Some critics of these drugs also say that medicating female desire sends the message that something’s wrong with a woman if she doesn’t want to have sex. Parish, however, feels that people are often too quick to dismiss the idea of using medication to treat low desire in women.
“It may make clinical sense to prescribe a medication,” Parish says, “especially if modifiable factors have been addressed, and lifestyle interventions have been dealt with, and there’s still a persistent problem that’s not responding to psychosocial interventions. Because it might be that there is sort of an etched-in pattern in the brain that could be rewired.”
Under certain circumstances, Parish says, doctors might even prescribe these drugs off-label to patients who don’t meet the HSDD criteria: “For someone who’s being treated for depression, and one of the side-effects of the antidepressant is a change in libido — if she’s doing well on the medication, sometimes we also treat those people because you can give Addyi to someone who has antidepressant-induced sexual dysfunction. So it depends whether the condition is remediable or not.”
How to talk to an expert
Sexual intimacy is a touchy subject for virtually everyone, especially women and members of marginalized gender groups. If talking about your sex life feels uncomfortable, that’s totally okay. Go ahead and blush — just try to be clear, firm and specific, Katehakis says: “Women have to advocate for themselves and track their own bodies.” That means monitoring menstrual cycles, career and personal stressors, conflicts with partners, and any changes in environment, lifestyle or medical status. “Any routine that has changed is worth looking at,” she says.

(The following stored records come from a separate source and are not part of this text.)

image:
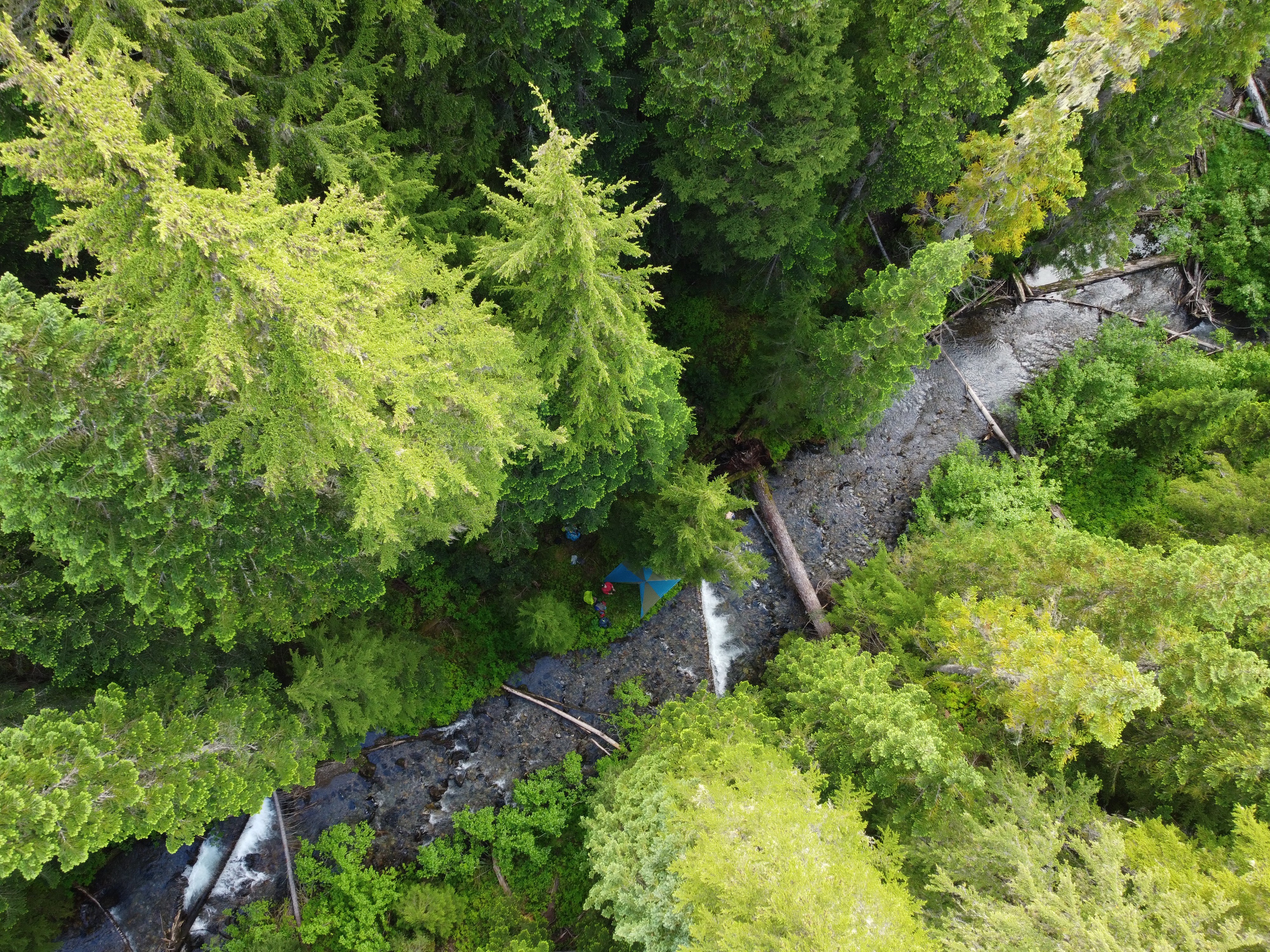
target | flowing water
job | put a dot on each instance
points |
(839, 506)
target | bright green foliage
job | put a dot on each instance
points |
(835, 379)
(378, 365)
(967, 486)
(863, 364)
(1116, 412)
(1133, 145)
(1224, 220)
(352, 678)
(758, 111)
(713, 841)
(544, 805)
(548, 624)
(1125, 595)
(581, 317)
(257, 930)
(772, 868)
(632, 842)
(51, 625)
(350, 902)
(182, 544)
(431, 909)
(694, 534)
(1222, 502)
(1047, 870)
(1196, 614)
(166, 761)
(859, 727)
(1065, 686)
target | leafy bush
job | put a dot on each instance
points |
(350, 902)
(257, 929)
(860, 728)
(713, 840)
(1001, 492)
(1224, 221)
(548, 624)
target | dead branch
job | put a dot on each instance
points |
(500, 875)
(775, 527)
(989, 417)
(192, 916)
(1173, 336)
(109, 917)
(1142, 265)
(877, 238)
(562, 714)
(1245, 124)
(286, 856)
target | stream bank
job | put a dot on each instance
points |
(839, 506)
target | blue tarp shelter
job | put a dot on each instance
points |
(652, 586)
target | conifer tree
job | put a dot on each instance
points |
(322, 355)
(838, 379)
(1015, 180)
(580, 313)
(168, 760)
(759, 122)
(924, 70)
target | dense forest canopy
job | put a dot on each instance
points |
(323, 323)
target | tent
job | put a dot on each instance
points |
(652, 587)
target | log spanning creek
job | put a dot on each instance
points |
(836, 507)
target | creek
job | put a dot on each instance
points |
(839, 506)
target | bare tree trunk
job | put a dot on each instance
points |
(562, 714)
(993, 421)
(286, 856)
(794, 568)
(1106, 275)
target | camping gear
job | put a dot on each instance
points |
(652, 586)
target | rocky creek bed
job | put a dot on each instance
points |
(838, 507)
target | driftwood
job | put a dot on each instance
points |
(286, 856)
(1173, 336)
(1245, 124)
(989, 417)
(1142, 265)
(774, 525)
(878, 238)
(190, 917)
(500, 875)
(562, 714)
(109, 917)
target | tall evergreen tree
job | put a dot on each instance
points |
(298, 352)
(581, 315)
(758, 112)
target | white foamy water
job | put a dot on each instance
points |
(725, 647)
(238, 878)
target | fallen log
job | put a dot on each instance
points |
(109, 917)
(562, 714)
(1142, 265)
(1245, 124)
(773, 524)
(286, 856)
(1173, 336)
(987, 416)
(190, 917)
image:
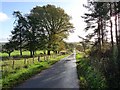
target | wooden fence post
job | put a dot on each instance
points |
(25, 61)
(33, 59)
(44, 57)
(13, 64)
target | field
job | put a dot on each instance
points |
(17, 53)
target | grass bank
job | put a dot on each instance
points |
(20, 75)
(89, 77)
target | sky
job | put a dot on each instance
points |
(74, 8)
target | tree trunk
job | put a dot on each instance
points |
(33, 52)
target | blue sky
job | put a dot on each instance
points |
(72, 8)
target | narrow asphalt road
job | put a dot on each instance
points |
(63, 74)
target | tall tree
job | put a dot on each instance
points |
(53, 20)
(18, 32)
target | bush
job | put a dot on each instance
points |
(89, 77)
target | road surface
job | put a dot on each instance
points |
(63, 74)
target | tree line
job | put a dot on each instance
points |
(44, 28)
(105, 50)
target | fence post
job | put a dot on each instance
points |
(44, 57)
(25, 61)
(13, 64)
(33, 59)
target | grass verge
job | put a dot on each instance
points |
(89, 77)
(19, 76)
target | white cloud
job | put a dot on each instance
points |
(3, 17)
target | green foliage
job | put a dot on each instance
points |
(88, 75)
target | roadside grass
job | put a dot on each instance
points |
(89, 77)
(17, 76)
(17, 53)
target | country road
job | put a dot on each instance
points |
(63, 74)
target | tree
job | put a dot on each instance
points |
(18, 32)
(54, 21)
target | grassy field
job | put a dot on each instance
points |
(17, 53)
(89, 77)
(24, 69)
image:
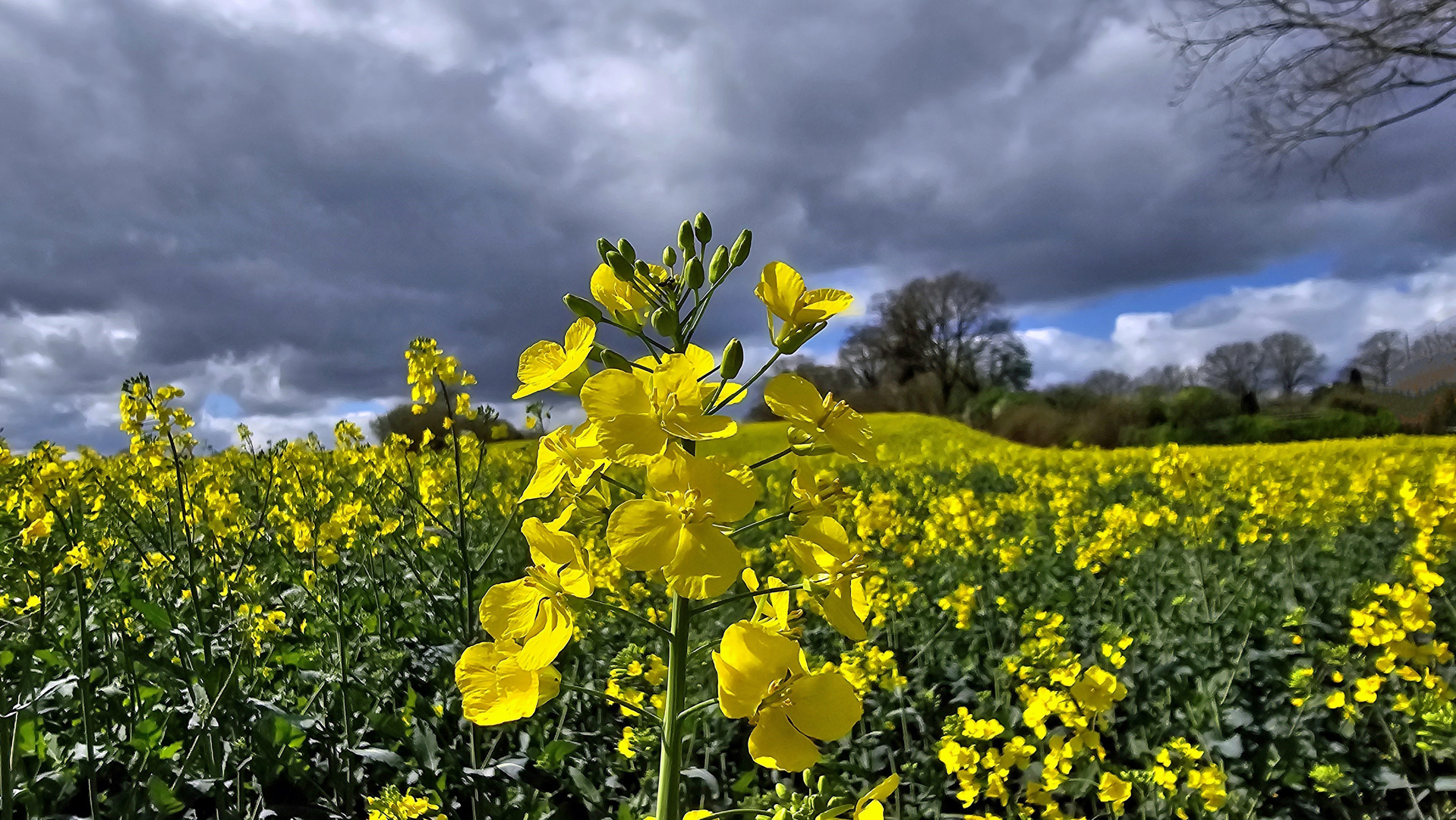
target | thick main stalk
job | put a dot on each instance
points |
(670, 769)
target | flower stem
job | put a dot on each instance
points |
(670, 768)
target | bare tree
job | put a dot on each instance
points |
(1321, 71)
(1234, 369)
(1379, 356)
(1291, 361)
(951, 328)
(1168, 379)
(865, 355)
(1108, 382)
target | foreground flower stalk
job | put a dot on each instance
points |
(672, 515)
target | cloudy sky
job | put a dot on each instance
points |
(266, 200)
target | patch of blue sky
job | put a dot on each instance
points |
(1097, 317)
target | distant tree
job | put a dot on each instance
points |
(1168, 379)
(1108, 383)
(867, 356)
(948, 326)
(1433, 344)
(412, 426)
(1379, 356)
(1234, 369)
(1322, 71)
(1291, 361)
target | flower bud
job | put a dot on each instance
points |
(664, 320)
(740, 248)
(733, 358)
(615, 360)
(720, 266)
(685, 239)
(619, 266)
(581, 308)
(693, 273)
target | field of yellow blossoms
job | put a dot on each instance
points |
(1224, 632)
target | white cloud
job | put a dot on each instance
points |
(1337, 315)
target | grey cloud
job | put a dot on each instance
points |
(334, 184)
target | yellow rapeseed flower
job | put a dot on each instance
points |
(550, 364)
(496, 689)
(762, 676)
(818, 420)
(677, 529)
(638, 415)
(802, 312)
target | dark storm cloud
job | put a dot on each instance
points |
(332, 179)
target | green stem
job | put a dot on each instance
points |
(612, 699)
(670, 768)
(87, 701)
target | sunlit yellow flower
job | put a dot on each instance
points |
(802, 312)
(637, 417)
(762, 676)
(496, 688)
(621, 299)
(566, 453)
(870, 806)
(1114, 790)
(533, 609)
(677, 529)
(818, 420)
(827, 561)
(550, 364)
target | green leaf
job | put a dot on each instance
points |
(162, 797)
(155, 615)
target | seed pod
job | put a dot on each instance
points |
(693, 273)
(625, 248)
(720, 266)
(685, 239)
(664, 320)
(733, 358)
(615, 360)
(581, 308)
(740, 248)
(619, 266)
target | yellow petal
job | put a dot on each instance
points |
(778, 745)
(628, 437)
(548, 545)
(509, 610)
(823, 705)
(839, 610)
(550, 634)
(644, 534)
(883, 790)
(821, 303)
(758, 656)
(794, 398)
(724, 496)
(612, 393)
(494, 689)
(539, 367)
(780, 289)
(705, 566)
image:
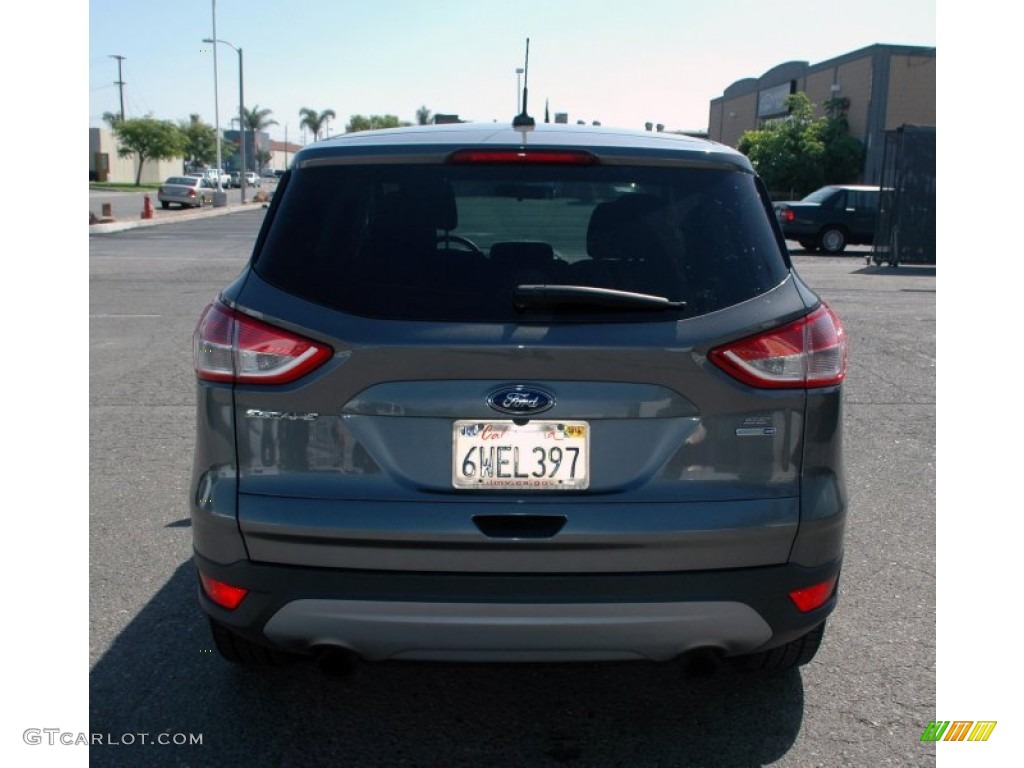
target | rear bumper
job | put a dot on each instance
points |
(517, 617)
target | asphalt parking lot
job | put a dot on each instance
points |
(863, 701)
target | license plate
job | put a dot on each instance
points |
(536, 456)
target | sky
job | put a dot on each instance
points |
(621, 62)
(623, 65)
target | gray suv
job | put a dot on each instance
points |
(495, 393)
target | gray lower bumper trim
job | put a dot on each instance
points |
(510, 632)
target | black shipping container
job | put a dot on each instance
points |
(905, 229)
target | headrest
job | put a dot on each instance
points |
(613, 225)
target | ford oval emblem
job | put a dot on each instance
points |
(520, 400)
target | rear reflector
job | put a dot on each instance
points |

What’s most important is that patients be open and honest about their symptoms and histories, and understand that their healthcare providers are there to help and not to judge. Providers need to be able to assess the full picture of a patient’s symptoms and concerns in order to determine the best course of treatment. Sure, it’ll be awkward — but it’s also something a lot of women go through. And, as with any first time, you’ll be way happier once you get it out of the way.